I really enjoyed being able to explore the house at my own pace and return to areas a few times to get more photos. The house has so many interesting architecture details. The pool with the amazing light beam is probably the most unique feature of the house. We were lucky that we happened to visit in the morning when the light effect is perfect, so definitely try to visit at 10am if you can to see this cool light affect.

Another interesting feature of the house is the large jacaranda tree in the garden. Unfortunately it’s a late blooming one so when we visited in mid-March it was just starting to flower but wasn’t full compared to other trees in the city.

If you’re interested in modern architecture then definitely try to check out Casa Gilardi while in Mexico City.
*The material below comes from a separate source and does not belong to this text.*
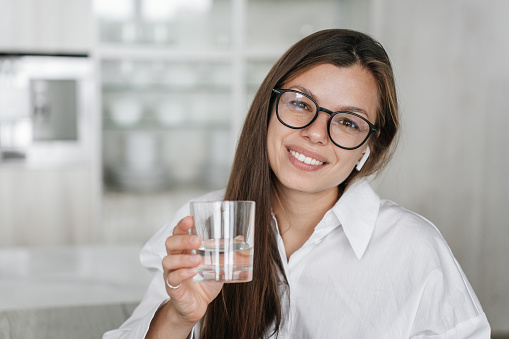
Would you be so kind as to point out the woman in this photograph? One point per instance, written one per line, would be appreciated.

If you can’t get an appointment to visit but still want to see some of Luis Barragán’s work you can visit the Casa Luis Barragán, the architect’s own home and studio that’s not far from Casa Gilardi. There they have tours in English and Spanish, but you should book online well in advance since they sell out.

We really enjoyed our visit to Casa Gilardi and actually had a lot of fun. It was probably one of the most enjoyable and memorable experiences we had in Mexico City. We really appreciated the owner’s generosity by allowing visitors and we were sure to thank them for their time. I got the sense that not everyone who visits bothers to say thank you so if you go make sure to say a kind word.